A Seduc quer que este ano letivo se encerre em 22 de dezembro e argumenta que não há dias úteis suficientes para completar as 800 horas/aula obrigatórias, a não ser utilizando os sábados. A secretaria entende que uma nova prorrogação do final do ano letivo faria com que o calendário nunca fosse regularizado e afirma que nenhum professor vai trabalhar mais do que os 200 dias letivos para os quais foram contratados.

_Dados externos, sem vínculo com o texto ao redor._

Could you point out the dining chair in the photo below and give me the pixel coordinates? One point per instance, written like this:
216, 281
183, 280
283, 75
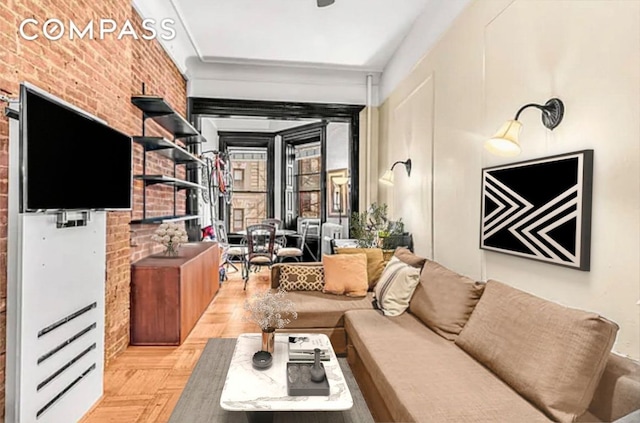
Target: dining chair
233, 253
330, 231
295, 253
274, 222
260, 248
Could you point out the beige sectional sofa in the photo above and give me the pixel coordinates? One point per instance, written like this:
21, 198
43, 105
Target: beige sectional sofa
512, 358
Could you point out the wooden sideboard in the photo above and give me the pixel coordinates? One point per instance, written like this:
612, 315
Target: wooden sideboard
169, 294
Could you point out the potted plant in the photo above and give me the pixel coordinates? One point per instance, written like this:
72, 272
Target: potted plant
270, 310
374, 229
171, 236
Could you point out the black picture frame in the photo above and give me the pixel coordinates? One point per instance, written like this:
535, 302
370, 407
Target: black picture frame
540, 209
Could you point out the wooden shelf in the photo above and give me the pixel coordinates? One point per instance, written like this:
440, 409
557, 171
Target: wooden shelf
160, 111
168, 149
168, 180
164, 219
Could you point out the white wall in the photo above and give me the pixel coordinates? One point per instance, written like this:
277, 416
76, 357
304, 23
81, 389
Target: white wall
498, 56
277, 83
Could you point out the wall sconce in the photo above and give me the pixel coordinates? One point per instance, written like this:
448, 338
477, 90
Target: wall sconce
387, 178
505, 142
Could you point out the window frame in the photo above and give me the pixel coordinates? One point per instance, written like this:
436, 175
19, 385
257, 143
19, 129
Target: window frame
229, 139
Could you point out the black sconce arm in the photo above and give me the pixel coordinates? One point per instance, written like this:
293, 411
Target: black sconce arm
407, 165
552, 112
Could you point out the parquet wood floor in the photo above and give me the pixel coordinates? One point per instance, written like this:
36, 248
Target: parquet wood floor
144, 383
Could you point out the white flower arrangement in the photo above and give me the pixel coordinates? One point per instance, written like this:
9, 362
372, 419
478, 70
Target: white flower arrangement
270, 310
171, 235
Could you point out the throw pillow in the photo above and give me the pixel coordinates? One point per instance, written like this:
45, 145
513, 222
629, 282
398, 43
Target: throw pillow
395, 287
406, 256
444, 299
301, 278
375, 262
550, 354
345, 274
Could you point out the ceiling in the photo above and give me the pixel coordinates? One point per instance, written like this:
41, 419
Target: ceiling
350, 34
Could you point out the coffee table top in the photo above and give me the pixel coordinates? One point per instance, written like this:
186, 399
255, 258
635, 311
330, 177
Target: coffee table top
248, 389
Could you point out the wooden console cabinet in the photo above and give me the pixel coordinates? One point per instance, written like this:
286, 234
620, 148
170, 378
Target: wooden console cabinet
169, 294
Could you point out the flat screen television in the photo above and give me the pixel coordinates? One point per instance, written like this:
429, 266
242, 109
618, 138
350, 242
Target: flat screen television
70, 160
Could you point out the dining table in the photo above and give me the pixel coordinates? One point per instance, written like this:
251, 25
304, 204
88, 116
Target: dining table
279, 232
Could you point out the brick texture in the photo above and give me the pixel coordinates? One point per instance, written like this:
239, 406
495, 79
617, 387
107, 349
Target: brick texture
99, 76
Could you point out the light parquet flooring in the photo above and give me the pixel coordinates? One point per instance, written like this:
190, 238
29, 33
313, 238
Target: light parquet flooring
144, 383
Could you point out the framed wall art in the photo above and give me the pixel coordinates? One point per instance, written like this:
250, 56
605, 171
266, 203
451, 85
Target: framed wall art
540, 209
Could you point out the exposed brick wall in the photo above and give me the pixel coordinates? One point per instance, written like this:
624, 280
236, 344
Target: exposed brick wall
99, 76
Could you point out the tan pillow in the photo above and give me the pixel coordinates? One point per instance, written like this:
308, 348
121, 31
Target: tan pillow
395, 287
301, 278
552, 355
345, 274
406, 256
375, 262
444, 299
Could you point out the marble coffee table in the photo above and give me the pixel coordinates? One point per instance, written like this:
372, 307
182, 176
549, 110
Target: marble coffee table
260, 392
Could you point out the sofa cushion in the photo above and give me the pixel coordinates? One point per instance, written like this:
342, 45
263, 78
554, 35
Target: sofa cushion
345, 274
422, 377
405, 255
444, 299
301, 278
552, 355
375, 262
395, 288
318, 310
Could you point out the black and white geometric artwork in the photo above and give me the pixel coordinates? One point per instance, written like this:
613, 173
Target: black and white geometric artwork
540, 209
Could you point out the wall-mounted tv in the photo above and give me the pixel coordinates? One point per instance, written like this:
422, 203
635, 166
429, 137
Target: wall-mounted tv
70, 160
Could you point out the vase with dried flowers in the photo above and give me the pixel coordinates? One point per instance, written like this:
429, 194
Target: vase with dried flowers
270, 310
171, 235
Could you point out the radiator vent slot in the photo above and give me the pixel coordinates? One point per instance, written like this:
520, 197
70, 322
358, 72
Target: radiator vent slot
65, 367
65, 390
66, 319
65, 343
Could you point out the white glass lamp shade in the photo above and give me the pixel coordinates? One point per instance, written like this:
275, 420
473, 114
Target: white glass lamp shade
387, 178
505, 141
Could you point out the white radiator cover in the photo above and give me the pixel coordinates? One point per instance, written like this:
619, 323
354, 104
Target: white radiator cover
56, 276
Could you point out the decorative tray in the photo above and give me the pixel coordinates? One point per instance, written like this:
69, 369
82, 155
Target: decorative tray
299, 381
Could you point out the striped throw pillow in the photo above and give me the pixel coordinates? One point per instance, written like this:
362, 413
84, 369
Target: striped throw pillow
396, 285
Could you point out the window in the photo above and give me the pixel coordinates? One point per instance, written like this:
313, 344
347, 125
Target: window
309, 172
238, 220
249, 201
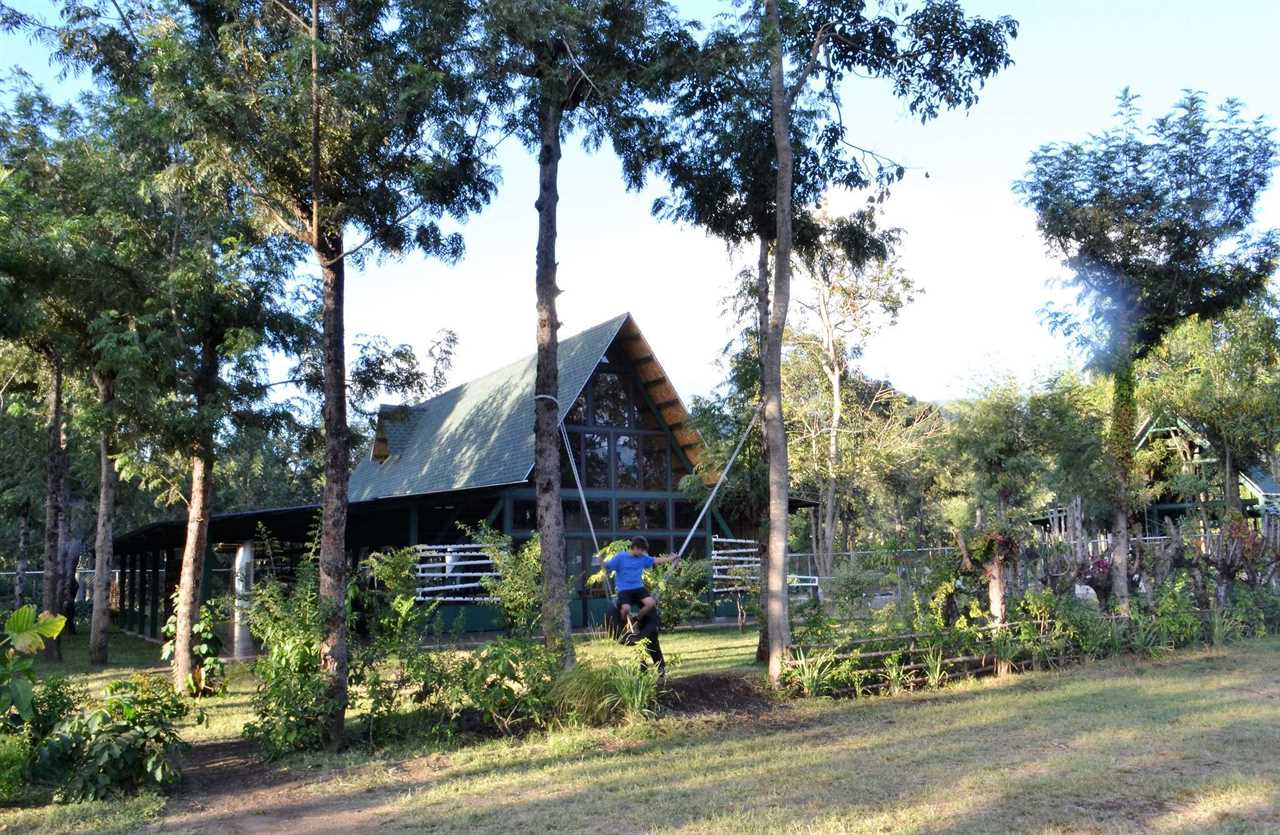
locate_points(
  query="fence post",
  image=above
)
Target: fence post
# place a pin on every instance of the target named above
(242, 640)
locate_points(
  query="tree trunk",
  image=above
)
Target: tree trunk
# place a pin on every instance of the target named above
(762, 324)
(104, 538)
(557, 623)
(995, 573)
(1230, 483)
(835, 377)
(54, 477)
(19, 576)
(333, 537)
(775, 429)
(192, 566)
(1123, 427)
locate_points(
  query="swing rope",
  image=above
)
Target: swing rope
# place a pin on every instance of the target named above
(581, 493)
(720, 483)
(702, 512)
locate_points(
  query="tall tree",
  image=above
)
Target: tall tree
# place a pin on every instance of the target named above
(935, 58)
(854, 288)
(589, 65)
(277, 96)
(1223, 377)
(1153, 220)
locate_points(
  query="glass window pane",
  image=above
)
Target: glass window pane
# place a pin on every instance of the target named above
(611, 402)
(629, 461)
(599, 514)
(597, 460)
(574, 516)
(577, 414)
(630, 516)
(685, 514)
(648, 418)
(654, 462)
(575, 439)
(524, 515)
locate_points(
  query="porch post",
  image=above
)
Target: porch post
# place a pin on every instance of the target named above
(242, 642)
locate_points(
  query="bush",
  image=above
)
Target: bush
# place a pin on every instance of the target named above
(510, 684)
(14, 758)
(208, 674)
(681, 591)
(292, 698)
(517, 588)
(622, 689)
(1176, 623)
(54, 701)
(126, 742)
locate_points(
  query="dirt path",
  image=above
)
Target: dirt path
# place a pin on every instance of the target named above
(229, 789)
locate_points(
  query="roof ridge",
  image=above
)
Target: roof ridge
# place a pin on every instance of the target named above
(501, 369)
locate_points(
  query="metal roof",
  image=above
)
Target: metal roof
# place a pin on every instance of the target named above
(478, 434)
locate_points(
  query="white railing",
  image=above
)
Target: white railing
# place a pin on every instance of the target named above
(453, 574)
(736, 567)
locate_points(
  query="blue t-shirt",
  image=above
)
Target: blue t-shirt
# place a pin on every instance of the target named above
(630, 569)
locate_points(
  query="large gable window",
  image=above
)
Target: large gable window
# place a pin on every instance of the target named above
(597, 460)
(611, 401)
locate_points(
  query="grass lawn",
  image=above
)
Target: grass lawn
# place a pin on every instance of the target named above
(1189, 743)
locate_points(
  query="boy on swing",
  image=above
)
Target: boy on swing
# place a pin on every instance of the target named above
(629, 569)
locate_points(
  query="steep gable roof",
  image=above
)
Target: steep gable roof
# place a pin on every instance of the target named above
(481, 433)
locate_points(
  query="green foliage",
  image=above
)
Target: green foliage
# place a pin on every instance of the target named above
(517, 588)
(812, 674)
(14, 762)
(208, 674)
(935, 669)
(24, 633)
(292, 697)
(812, 626)
(391, 665)
(1178, 621)
(127, 742)
(632, 685)
(510, 684)
(622, 688)
(681, 591)
(55, 699)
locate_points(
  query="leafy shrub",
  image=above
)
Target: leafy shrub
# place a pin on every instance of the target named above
(54, 701)
(292, 698)
(632, 685)
(1249, 608)
(510, 684)
(1176, 621)
(681, 591)
(935, 669)
(581, 694)
(1223, 626)
(14, 758)
(208, 674)
(813, 628)
(517, 588)
(850, 676)
(23, 634)
(896, 676)
(126, 742)
(622, 688)
(389, 665)
(812, 674)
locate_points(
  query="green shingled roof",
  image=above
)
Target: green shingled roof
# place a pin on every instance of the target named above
(478, 434)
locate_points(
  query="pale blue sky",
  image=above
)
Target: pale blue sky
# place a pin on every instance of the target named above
(968, 242)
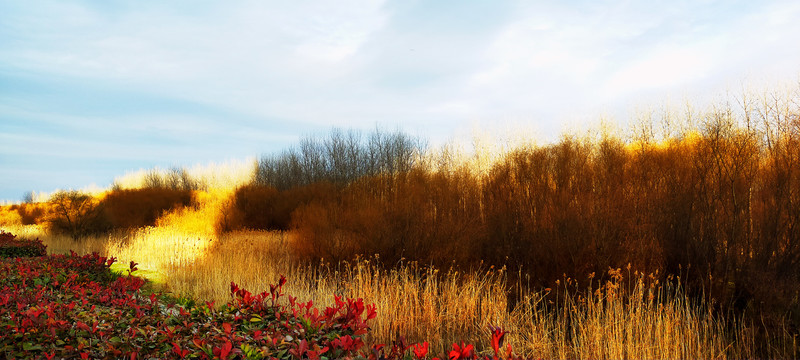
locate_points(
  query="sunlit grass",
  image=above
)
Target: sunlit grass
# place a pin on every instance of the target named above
(442, 307)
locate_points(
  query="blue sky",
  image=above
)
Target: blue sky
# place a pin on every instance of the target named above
(92, 89)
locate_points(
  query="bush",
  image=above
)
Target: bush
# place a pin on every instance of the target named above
(78, 214)
(136, 208)
(10, 246)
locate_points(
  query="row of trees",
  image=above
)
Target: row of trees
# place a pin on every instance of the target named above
(716, 199)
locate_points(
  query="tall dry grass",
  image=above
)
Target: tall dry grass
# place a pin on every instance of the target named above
(628, 316)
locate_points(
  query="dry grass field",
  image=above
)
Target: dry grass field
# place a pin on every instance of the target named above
(678, 240)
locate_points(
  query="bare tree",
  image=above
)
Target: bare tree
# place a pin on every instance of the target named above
(77, 214)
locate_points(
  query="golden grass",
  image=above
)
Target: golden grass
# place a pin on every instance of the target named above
(421, 303)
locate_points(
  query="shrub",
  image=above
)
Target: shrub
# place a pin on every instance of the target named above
(10, 246)
(77, 214)
(135, 208)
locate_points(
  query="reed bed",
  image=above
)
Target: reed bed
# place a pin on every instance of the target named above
(627, 315)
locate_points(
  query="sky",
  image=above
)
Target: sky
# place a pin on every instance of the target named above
(90, 90)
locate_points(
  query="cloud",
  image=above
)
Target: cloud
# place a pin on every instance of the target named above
(200, 80)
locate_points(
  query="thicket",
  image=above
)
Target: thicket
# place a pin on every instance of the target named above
(11, 246)
(134, 208)
(713, 197)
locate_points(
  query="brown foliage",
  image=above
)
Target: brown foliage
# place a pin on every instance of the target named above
(135, 208)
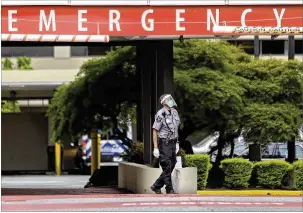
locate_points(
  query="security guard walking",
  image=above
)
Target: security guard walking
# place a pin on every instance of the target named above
(165, 127)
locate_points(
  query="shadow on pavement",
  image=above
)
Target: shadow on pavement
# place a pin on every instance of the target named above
(53, 191)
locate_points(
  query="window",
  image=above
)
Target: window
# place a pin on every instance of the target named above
(273, 47)
(299, 46)
(32, 51)
(299, 151)
(89, 50)
(247, 46)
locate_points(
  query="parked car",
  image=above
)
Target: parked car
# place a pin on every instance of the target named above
(111, 149)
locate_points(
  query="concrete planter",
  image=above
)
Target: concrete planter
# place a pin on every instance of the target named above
(138, 178)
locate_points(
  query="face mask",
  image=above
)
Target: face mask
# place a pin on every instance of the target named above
(171, 103)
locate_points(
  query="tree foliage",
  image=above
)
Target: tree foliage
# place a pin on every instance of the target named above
(101, 87)
(218, 87)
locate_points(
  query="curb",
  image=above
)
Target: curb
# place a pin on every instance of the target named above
(251, 192)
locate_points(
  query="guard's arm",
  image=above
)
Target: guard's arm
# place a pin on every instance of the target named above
(155, 138)
(156, 127)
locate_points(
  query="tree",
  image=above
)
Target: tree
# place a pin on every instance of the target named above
(7, 64)
(218, 87)
(101, 88)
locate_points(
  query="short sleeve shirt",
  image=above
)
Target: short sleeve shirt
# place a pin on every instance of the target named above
(167, 123)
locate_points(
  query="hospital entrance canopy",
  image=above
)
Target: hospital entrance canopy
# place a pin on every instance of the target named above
(101, 21)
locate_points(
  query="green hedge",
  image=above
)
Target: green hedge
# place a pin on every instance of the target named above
(298, 174)
(271, 173)
(237, 172)
(202, 162)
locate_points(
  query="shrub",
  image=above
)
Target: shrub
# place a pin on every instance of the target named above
(237, 172)
(7, 64)
(24, 63)
(135, 153)
(202, 162)
(298, 174)
(271, 173)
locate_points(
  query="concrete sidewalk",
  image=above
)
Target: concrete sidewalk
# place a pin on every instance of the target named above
(252, 192)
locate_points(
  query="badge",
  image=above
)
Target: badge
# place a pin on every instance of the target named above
(158, 119)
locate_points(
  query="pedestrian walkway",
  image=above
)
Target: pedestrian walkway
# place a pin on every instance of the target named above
(51, 185)
(132, 202)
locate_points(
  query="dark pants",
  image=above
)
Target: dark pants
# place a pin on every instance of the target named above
(168, 160)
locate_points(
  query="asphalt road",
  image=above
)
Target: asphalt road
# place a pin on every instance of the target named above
(66, 193)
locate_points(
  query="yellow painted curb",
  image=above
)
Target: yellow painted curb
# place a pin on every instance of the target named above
(250, 192)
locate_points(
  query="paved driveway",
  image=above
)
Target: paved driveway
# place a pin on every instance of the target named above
(50, 185)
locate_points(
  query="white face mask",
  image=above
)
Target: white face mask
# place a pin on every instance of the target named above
(169, 101)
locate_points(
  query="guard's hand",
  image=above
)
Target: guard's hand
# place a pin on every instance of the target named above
(156, 152)
(177, 148)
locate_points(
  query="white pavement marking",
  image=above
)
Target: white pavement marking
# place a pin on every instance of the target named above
(197, 203)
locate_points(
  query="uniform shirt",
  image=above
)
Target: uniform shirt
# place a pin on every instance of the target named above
(167, 123)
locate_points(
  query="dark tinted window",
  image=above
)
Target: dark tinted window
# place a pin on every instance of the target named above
(299, 47)
(89, 50)
(247, 46)
(299, 151)
(45, 51)
(273, 47)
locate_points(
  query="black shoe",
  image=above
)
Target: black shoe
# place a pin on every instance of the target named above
(154, 189)
(170, 192)
(88, 185)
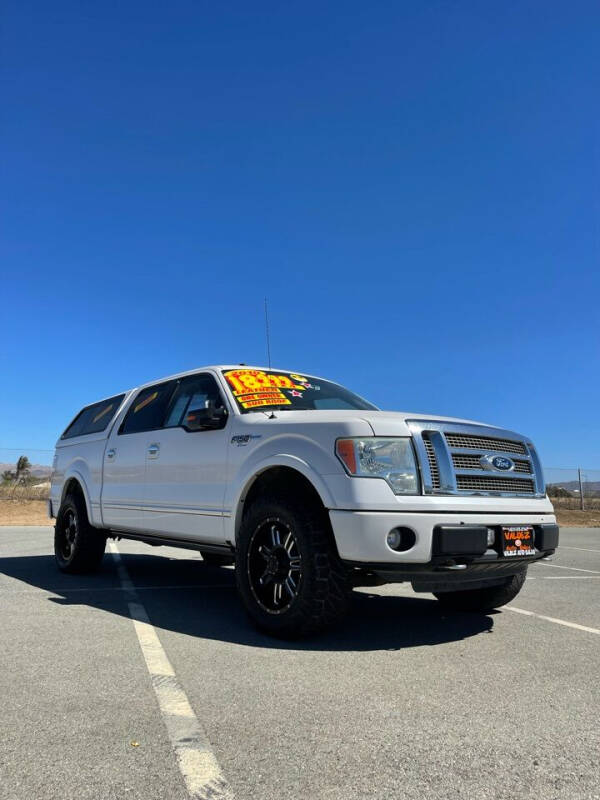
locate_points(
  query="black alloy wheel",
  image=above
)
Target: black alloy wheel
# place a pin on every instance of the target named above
(274, 566)
(78, 546)
(287, 570)
(67, 534)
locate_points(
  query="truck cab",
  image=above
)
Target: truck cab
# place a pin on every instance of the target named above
(307, 488)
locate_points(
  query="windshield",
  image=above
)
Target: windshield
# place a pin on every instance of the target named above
(263, 390)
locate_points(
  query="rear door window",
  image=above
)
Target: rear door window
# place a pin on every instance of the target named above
(148, 410)
(95, 418)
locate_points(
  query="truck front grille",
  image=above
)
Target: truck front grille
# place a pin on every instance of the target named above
(468, 461)
(485, 443)
(435, 473)
(452, 458)
(477, 483)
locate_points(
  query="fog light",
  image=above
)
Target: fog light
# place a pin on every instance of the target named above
(401, 539)
(394, 538)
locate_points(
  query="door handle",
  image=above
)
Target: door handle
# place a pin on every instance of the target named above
(153, 450)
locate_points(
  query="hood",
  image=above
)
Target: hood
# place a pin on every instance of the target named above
(382, 423)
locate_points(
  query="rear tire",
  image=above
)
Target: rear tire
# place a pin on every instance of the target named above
(288, 573)
(483, 599)
(78, 546)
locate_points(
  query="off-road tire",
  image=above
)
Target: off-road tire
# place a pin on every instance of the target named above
(81, 549)
(216, 560)
(323, 589)
(484, 599)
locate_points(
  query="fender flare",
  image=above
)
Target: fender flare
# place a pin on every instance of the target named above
(247, 477)
(74, 474)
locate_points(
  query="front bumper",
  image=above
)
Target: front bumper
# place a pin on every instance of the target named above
(361, 536)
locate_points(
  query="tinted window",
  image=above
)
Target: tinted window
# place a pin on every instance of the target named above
(147, 412)
(94, 419)
(196, 393)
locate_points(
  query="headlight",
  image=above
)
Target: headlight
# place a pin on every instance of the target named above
(390, 459)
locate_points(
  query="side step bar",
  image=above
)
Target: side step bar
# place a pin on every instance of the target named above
(158, 540)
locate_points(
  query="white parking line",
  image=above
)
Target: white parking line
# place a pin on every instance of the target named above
(553, 619)
(575, 569)
(197, 762)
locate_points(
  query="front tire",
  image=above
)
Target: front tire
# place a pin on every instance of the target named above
(78, 546)
(484, 599)
(288, 573)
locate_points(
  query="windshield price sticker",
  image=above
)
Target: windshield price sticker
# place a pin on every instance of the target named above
(253, 388)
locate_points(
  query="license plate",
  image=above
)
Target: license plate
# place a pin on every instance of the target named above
(517, 540)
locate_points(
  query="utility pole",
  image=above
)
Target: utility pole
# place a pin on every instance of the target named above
(582, 501)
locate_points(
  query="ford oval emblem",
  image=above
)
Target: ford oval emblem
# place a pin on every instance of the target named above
(500, 463)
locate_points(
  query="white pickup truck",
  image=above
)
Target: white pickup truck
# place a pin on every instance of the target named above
(309, 489)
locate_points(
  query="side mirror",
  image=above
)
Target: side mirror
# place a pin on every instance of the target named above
(209, 418)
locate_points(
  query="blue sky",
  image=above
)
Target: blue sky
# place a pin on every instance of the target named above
(414, 186)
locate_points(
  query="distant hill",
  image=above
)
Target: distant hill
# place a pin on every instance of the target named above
(37, 470)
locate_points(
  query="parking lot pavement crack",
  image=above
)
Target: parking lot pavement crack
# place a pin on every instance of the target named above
(197, 762)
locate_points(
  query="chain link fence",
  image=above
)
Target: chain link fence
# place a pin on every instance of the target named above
(25, 474)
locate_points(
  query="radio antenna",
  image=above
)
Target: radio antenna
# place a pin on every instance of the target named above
(267, 333)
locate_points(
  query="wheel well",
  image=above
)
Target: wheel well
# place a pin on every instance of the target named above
(72, 486)
(282, 481)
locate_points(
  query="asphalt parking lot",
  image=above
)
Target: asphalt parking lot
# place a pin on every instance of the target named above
(400, 702)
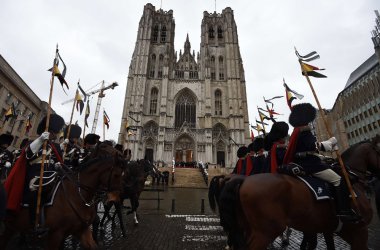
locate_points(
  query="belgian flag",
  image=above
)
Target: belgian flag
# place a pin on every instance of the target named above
(11, 112)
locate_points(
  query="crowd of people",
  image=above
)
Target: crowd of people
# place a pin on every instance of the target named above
(20, 169)
(274, 151)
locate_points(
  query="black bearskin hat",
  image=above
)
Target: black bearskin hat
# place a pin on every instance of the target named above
(302, 114)
(258, 144)
(55, 124)
(75, 131)
(24, 142)
(91, 139)
(6, 139)
(119, 148)
(242, 152)
(279, 130)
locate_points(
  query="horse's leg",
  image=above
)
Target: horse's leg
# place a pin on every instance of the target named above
(329, 239)
(309, 241)
(86, 239)
(95, 227)
(118, 207)
(358, 238)
(55, 240)
(107, 206)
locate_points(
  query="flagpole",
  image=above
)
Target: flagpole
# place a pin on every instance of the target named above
(69, 129)
(347, 179)
(46, 141)
(104, 128)
(261, 119)
(84, 124)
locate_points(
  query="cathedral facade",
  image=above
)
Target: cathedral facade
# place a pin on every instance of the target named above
(185, 106)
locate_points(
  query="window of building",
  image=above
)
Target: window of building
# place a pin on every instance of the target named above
(153, 101)
(8, 99)
(160, 65)
(220, 32)
(155, 33)
(15, 140)
(218, 102)
(365, 129)
(152, 66)
(221, 68)
(185, 111)
(20, 126)
(211, 33)
(163, 34)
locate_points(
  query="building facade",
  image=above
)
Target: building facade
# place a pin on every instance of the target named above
(13, 90)
(355, 116)
(185, 106)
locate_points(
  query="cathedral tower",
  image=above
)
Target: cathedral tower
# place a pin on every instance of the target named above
(192, 107)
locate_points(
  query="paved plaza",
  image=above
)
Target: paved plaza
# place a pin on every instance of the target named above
(187, 225)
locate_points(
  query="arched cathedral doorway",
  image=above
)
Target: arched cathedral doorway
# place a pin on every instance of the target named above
(184, 149)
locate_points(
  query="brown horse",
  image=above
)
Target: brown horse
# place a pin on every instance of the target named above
(136, 173)
(263, 205)
(73, 209)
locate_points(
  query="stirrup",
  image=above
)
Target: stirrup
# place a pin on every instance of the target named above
(40, 232)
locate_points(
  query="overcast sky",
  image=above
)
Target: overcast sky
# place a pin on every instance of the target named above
(97, 38)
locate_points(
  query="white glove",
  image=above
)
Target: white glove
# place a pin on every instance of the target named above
(37, 143)
(64, 143)
(331, 144)
(8, 164)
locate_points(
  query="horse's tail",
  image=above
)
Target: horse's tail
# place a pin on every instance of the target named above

Acontece que, segundo Ignez, ao impor que sábados sejam trabalhados a Seduc acaba determinando que os trabalhadores da Educação extrapolem a jornada legal. “A lei que rege a carreira dos trabalhadores da Educação é a Lei Complementar Estadual 050/98, que é bem clara dizendo que a jornada semanal deles é de 30h semanais. Isso é exatamente de segunda a sexta. O período em sala de aula e mais as 10 horas-atividade”, esclarece.
A jurista pondera que se fosse obrigatório que o ano letivo fosse encerrado dentro do mesmo ano civil, a categoria atenderia a determinação sem reclamar. “Mas não é. É uma imposição apenas da secretaria”, rebate. Por conta disso, o setor jurídico do sindicato está recolhendo documentos que comprovam que os sábados têm sido trabalhados, para então ingressar com a ação na Justiça e cobrar essas horas.
Conforme a advogada, os sábados têm sido trabalhados de forma que o sindicato entende como não necessária desde o início deste ano letivo. “O ano letivo de 2016 foi encerrado no final de janeiro de 2017 e aí fechou as horas da greve. A categoria não tem mais pendência com aquela situação”, garante.
Neste sentido, explica que a Lei de Diretrizes e Bases da Educação (LDB) também não prevê a obrigatoriedade de encerrar ano letivo dentro do ano civil corrente. Ignez comenta ainda que os professores não estão todos trabalhando aos sábados ao mesmo tempo, mas sim em um modelo de revezamento. A advogada calcula que se os sábados não fossem trabalhados, o ano letivo de 2017 se encerraria no máximo em janeiro de 2018.
Questionada se a imposição do calendário pode ser vista como uma tentativa de evitar o pagamento dos professores contratados, que não recebem salário no período entre um ano letivo e outro, a jurista acredita que sim. “Com certeza, exatamente, é isso mesmo. Esse pessoal que trabalha contratado é uma quantidade muito significativa dos trabalhadores da Educação, são aproximadamente 17 mil de um total que chega a 38 mil profissionais.”
Outro lado
Ao contrário do Sintep, a Seduc sustenta que calendário do ano letivo de 2017 foi proposto conforme o acordado durante o encerramento da greve dos professores de 2016 e foi publicado no Diário Oficial do Estado nº 26.888, de 24 de outubro do ano passado.
Neste contexto, explica que foram criados três modelos de calendário, sendo um para as escolas que aderiram à paralisação; um para as unidades que aderiram parcialmente; e outro para as instituições que optaram por não entrar em greve. Todos encerram no mesmo dia.
A pasta pondera que cada escola tem autonomia para definir os dias exatos do calendário, desde que eles respeitem as datas de início e fim das aulas e contemplem a determinação do Ministério da Educação, de que as unidades precisam ter, ao menos, 200 dias letivos.
Por fim, a secretaria anuncia que entrará com uma ação contra o Sintep, pois o sindicato estaria enviando ofícios aos professores estaduais, comunicando que eles não deveriam aceitar lecionar aos sábados.